NOW, THEREFORE, the parties agree as follows:
ARTICLE I
LOCK-UP
LOCK-UP
1.1 Lock-Up.
(a) Subject to the exceptions set forth in this Agreement, each Securityholder agrees that, with respect to 50% of the shares of Common Stock received by such Securityholder in the Liquidating Distribution (the “Lock-Up Shares”), such Securityholder shall not, without the prior written consent of the Board of Directors of the Company (the “Board of Directors”) (including, for the avoidance of doubt, a duly authorized committee thereof), (A) lend, sell, offer to sell, contract or agree to sell, hypothecate, pledge, grant any option to purchase or otherwise dispose of or agree to dispose of, directly or indirectly, or establish or increase a put equivalent position or liquidate or decrease a call equivalent position within the meaning of Section 16 of the 1934 Act, and the rules and regulations of the SEC promulgated thereunder, any Lock-Up Shares (or any rights or interests therein), (B) enter into any swap or other arrangement that transfers to another, in whole or in part, any of the economic consequences of ownership of any Lock-Up Shares, whether any such transaction is to be settled by delivery of such securities, in cash or otherwise or (C) publicly announce any intention to effect any transaction specified in clause (A) or (B) (the actions specified in clauses (A)-(C), collectively, “Transfer”) during the Lock-Up Period (as defined below).

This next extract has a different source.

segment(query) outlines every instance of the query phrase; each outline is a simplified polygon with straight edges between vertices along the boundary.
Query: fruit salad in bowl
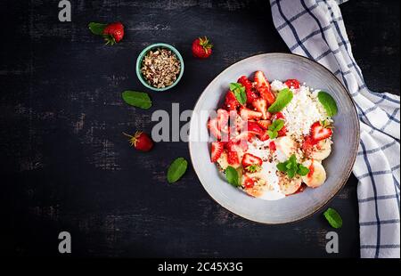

As used herein, “Lock-Up Period” shall mean the period commencing upon the date of the Liquidating Distribution (the “Distribution Date”) and ending on the earlier of (i) the date that is six months from the Distribution Date or (ii) such date on which the Company completes a
liquidation, merger, stock exchange or other similar transaction that results in all of the Company’s stockholders having the right to exchange their shares of Common Stock for cash, securities or other property.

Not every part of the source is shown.